The best child opened the door cautiously, half afraid, and set up a shout. “Ma, come quick! here’s a chicken, and cranberries, and a paper,—it’s raisins!”
“Raisins!” screamed the other children.
“A chicken!” cried old Mrs. Nutcracker.
“Christmas wreaths!” exclaimed his wife, peeping out into the little dark hall. “Why, surely, you never——”
“Made them? Yes, I did,” said Buttons, his eyes dancing. “In the woods. The cedars gave me boughs for nothing.”
“Christmas wreaths!” repeated Pepin from his bed. “Give me one,” and, seizing it in his thin fingers, “Ah! how nice it smells,—like the woods!” he said, laying his pale cheek on it. “I wish I could see a tree once more.”

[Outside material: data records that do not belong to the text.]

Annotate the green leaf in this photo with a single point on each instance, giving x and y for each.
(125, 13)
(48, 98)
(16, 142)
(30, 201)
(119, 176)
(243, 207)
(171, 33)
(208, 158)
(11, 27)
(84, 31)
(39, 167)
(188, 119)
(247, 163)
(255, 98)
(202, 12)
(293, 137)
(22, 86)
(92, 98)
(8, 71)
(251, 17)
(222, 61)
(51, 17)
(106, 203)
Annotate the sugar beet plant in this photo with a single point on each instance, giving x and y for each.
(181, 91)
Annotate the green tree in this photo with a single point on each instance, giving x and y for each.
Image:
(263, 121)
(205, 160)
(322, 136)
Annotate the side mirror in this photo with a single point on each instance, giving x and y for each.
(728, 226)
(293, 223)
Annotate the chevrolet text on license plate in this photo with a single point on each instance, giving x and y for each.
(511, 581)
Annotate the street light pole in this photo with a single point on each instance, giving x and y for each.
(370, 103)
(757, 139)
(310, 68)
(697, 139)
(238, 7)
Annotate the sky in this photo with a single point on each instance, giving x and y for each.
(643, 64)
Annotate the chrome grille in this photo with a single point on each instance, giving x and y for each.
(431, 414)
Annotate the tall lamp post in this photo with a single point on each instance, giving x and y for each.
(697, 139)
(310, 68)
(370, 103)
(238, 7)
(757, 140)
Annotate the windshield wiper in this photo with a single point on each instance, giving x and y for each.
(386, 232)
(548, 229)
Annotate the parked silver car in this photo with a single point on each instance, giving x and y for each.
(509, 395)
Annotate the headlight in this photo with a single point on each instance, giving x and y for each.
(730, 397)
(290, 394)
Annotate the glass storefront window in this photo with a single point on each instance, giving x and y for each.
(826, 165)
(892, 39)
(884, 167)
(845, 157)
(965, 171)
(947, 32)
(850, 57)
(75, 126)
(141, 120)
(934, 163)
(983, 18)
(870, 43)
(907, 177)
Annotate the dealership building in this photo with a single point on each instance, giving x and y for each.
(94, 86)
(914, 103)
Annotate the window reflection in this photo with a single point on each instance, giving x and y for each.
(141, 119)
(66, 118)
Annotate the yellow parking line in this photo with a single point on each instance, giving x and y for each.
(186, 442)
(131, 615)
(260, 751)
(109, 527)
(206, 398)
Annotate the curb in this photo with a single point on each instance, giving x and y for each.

Buttons jumped up and ran downstairs very fast, and they heard him coming back dragging something after him, bump, bump! The something rustled and cracked and filled the room with a strong, spicy scent of the woods. Buttons lifted it so that it stood just in front of Pepin’s bed. It was a spruce-tree. Its thick, strong branches spread out wide. Its top brushed the ceiling. Birds had built nests in its branches, mosses had lived about its roots. It knew all the secrets of the woods and the sky and the rains, and it told you about them, as well as it could, whenever you stirred its branches. The little wife hung the wreaths all about the room,—one on every nail, one over each window, one over Pepin, one each on the backs of grandpa’s and grandma’s chairs. It was getting dark, and the firelight came out and danced on the ceiling and on the white cover of the little table. Pepin lay looking at the tree. The children chattered like little birds; even Grandpa and Grandma Nutcracker were smiling. The room was like a spicy cosy little nest. What was it, Nutcracker wondered more and more, here in these people’s faces for which he had laboured all his life?
Suddenly Pepin cried out, “O, there is something here hanging on a branch of the tree!”
“Is it possible?” answered Buttons. “Then you had better take it down, Pepin.”
Pepin took it down. “Why, it is for me,” he said, looking at the name on the wrapper.